Глеб въехал на веранду. Три камня — три спасённые жизни. А смертельно больных тысячи.

Звенели чашки, звучали разговоры. Кто-то щёлкнул зерфоном: запечатлел парочку, просившую их «сфоткать».

Глеб вспомнил день, когда услышал о Кали — и фото, на которое больно было смотреть. Обернулся к Дее и сказал:

— Я облегчу твой выбор.



Эпилог. Сон Кости Дюпина


За свои двенадцать лет Костя Дюпин пришёл к выводу, что в жизни не бывает двух вещей: говорящих котов и говорящих птиц (кроме разве что попугаев). Конечно, не бывает много чего ещё — к примеру, летающих тарелок… Но в ту ночь он про них как-то не думал.

Лёжа на больничной койке, Костя глядел в окно. Трубка, недавно торчавшая из его рта, лежала на одеяле. Аппарат искусственного дыхания (назывался тот иначе, но «правильного» названия Костя не знал) был отключён, и дышал он сам… Бодро, легко и с удовольствием.

В небе висел лунный серп — бледный и словно обессилевший. Простуженная луна, подумал Костя. Проникся к ней жалостью и сказал:

— Прости, я не могу тебя впустить.

— Ничего, — отозвались женским голосом, — мы сами вошли.

Костя не испугался: он же спит. А во сне бывает всякое.
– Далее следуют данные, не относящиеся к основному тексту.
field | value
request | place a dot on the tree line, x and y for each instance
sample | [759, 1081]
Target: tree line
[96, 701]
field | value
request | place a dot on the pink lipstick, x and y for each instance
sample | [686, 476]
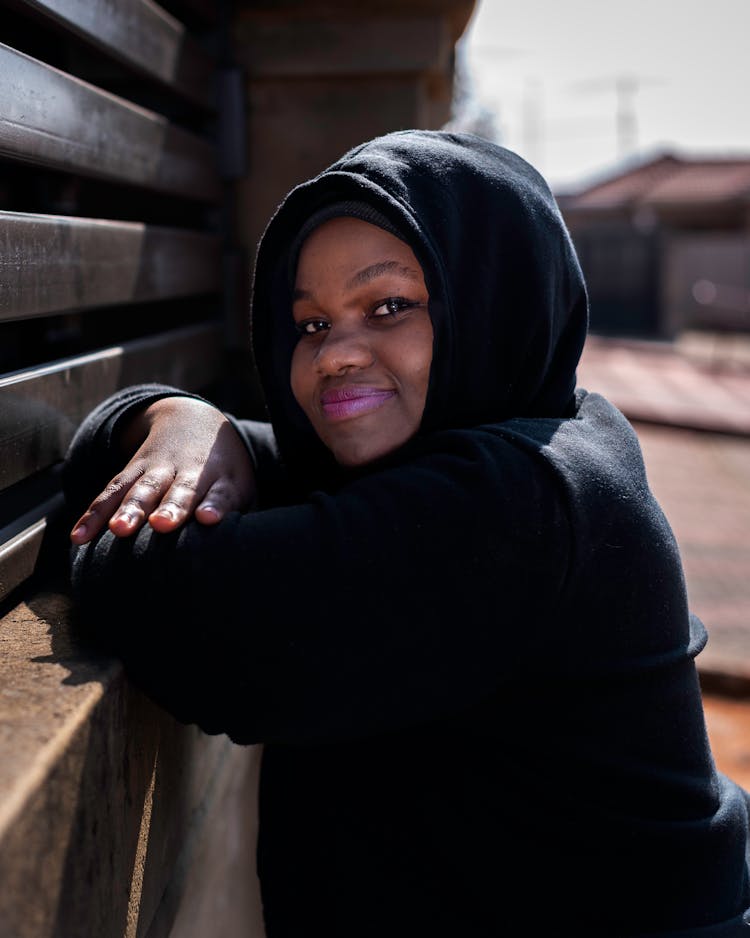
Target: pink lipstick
[340, 403]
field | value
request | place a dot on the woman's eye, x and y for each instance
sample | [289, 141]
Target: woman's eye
[392, 306]
[311, 326]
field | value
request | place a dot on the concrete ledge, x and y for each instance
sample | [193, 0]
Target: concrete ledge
[114, 819]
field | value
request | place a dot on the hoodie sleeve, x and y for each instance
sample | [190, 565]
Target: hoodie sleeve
[403, 598]
[95, 456]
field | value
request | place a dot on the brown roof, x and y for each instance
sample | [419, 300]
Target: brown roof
[669, 180]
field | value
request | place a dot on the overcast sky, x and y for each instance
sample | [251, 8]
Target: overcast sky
[549, 70]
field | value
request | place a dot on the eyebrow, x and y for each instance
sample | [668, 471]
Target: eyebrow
[383, 267]
[371, 272]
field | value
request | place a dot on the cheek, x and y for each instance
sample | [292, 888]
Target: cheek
[299, 375]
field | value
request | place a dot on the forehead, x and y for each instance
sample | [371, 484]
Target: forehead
[342, 246]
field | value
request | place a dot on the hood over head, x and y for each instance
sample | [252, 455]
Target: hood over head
[507, 297]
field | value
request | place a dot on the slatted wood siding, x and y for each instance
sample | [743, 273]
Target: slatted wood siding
[110, 228]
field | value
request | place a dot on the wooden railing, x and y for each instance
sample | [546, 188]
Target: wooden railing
[114, 819]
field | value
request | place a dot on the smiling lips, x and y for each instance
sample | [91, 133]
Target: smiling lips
[340, 403]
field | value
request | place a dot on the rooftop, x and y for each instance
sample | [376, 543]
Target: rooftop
[668, 180]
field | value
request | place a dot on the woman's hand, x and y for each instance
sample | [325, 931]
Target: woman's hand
[188, 462]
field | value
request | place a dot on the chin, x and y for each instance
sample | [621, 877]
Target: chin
[352, 454]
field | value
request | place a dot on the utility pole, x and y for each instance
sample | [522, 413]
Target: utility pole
[533, 121]
[626, 120]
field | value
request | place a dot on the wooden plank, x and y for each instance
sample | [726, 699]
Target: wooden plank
[334, 46]
[52, 119]
[41, 408]
[140, 34]
[21, 543]
[52, 264]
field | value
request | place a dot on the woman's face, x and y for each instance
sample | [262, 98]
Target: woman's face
[362, 363]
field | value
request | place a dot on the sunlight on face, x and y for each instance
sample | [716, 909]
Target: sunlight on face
[361, 367]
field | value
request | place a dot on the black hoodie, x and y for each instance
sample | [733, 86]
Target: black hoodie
[472, 661]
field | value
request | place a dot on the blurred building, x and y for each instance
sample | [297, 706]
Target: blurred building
[665, 246]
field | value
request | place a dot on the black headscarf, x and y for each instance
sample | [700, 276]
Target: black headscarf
[507, 298]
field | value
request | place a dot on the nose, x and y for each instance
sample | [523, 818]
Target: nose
[342, 350]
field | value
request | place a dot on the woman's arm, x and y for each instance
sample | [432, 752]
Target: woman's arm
[403, 598]
[157, 455]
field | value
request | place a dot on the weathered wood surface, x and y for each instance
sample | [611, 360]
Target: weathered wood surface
[52, 119]
[41, 408]
[328, 46]
[115, 820]
[53, 264]
[140, 34]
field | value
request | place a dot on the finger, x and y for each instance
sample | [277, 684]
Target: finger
[139, 502]
[96, 516]
[221, 498]
[177, 505]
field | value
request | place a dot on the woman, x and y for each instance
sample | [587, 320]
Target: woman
[458, 617]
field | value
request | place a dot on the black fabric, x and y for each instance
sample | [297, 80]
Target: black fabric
[471, 663]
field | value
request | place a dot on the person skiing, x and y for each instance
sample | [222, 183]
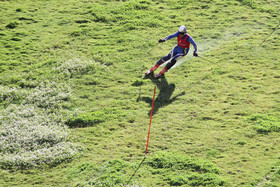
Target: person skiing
[182, 48]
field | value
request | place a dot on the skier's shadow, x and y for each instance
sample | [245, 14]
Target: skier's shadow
[164, 96]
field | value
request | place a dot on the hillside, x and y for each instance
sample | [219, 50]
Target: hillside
[75, 110]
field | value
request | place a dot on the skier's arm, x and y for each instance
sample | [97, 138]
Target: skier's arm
[189, 39]
[172, 36]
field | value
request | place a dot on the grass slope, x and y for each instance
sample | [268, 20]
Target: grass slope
[215, 123]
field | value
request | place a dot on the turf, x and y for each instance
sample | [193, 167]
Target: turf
[77, 67]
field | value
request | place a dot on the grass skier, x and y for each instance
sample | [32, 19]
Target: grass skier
[182, 48]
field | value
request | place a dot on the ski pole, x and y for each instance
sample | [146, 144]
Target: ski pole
[150, 122]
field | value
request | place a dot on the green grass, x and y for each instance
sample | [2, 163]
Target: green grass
[77, 67]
Больничные запахи заставили его поморщиться; Костя их ненавидел, потому что они о чём-то напоминали (неприятные процедуры?.. обследования?..), но о чём именно, он не помнил: две последние недели стёрлись из памяти. Он даже не имел понятия, как попал сюда… Что-то вроде вспоминалось (женщина? третий глаз? шкатулка?), но казалось таким страшным, что Костя эти образы прогонял: пусть лучше будет луна… Бледная, щербатая и простуженная.

Рядом вдруг продекламировали:

Вправлю косточку туда,Вправлю косточку сюда…

И вновь женский голос:

— Баюн, ещё один стих, и я сама тебе что-нибудь вправлю!

— А вы где? — спросил Костя.

— Справа от тебя, — сказал невидимый Баюн. — Тут проблемка нарисовалась: её внушение глушится алмазом. Ты не должен нас слышать, но слышишь.